All about Arthur (an absolutely absurd ape), by Eric Carle. The title says it all: a few sentences of brilliant alliteration for each letter of the alphabet, each for a different animal. This is much longer, both page wise and word wise, than Carle's other works (on which I may now be considered something of an expert :p). The art is also very different. It's good, but it barely has any color, especially compared to all his other books. I'm not sure what's up with this.

Mister Seahorse, by Eric Carle. I didn't know there were so many male ocean creatures that have the main responsibility of tending the young. Cool! I loved-- and I'm sure kids will love-- the clear plastic pages that have different scenes on them. Before turning the page with the leaves, it hides the dangerous leaf fish; turn the page and it hides the seahorse from the predators. A great introduction to camouflage.

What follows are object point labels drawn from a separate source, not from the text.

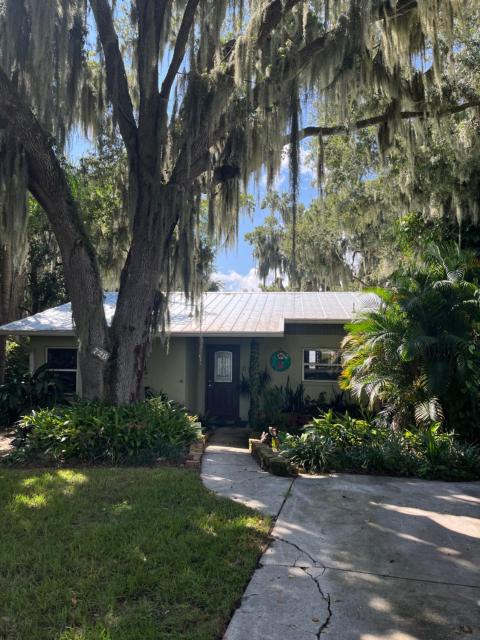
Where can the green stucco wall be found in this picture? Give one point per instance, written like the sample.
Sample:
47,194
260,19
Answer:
178,367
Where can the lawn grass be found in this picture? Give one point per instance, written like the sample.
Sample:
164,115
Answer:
120,554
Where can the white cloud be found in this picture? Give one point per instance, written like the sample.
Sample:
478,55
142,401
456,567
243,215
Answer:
234,281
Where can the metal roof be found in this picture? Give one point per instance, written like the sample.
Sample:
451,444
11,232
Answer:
221,313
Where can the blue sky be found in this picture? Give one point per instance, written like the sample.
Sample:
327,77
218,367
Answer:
235,266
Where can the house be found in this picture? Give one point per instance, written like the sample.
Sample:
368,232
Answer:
205,355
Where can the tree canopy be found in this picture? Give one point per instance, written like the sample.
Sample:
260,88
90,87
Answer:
203,93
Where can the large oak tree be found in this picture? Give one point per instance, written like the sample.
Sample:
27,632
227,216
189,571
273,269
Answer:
203,93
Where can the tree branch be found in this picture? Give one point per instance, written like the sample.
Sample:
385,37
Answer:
117,84
180,46
384,117
48,184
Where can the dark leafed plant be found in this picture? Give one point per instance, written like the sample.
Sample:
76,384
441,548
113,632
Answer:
415,355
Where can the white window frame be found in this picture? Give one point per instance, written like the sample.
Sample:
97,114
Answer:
319,366
63,370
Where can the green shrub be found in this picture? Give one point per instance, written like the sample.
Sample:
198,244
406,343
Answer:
26,391
96,432
341,443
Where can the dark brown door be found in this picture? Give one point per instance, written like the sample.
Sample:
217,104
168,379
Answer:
223,380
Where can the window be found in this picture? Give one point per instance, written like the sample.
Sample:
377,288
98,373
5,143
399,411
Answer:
321,364
64,363
223,366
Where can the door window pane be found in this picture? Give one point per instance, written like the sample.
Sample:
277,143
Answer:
321,364
223,366
62,358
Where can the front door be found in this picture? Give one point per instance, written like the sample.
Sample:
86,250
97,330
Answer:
223,381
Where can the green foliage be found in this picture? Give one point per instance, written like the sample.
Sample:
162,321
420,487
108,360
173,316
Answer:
334,442
416,355
96,432
28,391
17,359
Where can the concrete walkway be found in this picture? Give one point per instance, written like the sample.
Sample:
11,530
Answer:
356,557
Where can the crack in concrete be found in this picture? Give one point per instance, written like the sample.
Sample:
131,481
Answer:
326,598
302,551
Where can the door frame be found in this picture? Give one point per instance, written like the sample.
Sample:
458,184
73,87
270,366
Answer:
235,349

A House for Hermit Crab, by Eric Carle. Nothing different or more special about the art in this one. I wanted to note (1) the free-verse-poem-style information on hermit crabs in the front, and (2) the encyclopedia-style entries for the other mentioned sea animals in the back. Most excellently educational! Oh, also, the months of the year are presented sequentially, although the story doesn't really draw attention to them; they just kind of put them out there for kids to recognize and learn in an informal, easy setting.

The Grouchy Ladybug, by Eric Carle. Each hour of the day is shown on a small clock in a corner of the page on which the happenings for the hour are happening. I love the die-cuts that show the clock hand moving and the sun rising and setting across the pages. The print gets bigger as the animals the ladybug challenges get bigger.

My Apron, by Eric Carle. The collages in this book are very different: they are very blocky, and the characters and items have very thick black lines. The tissue doesn't always stay inside the lines, which I like. I'm not sure why he made it different.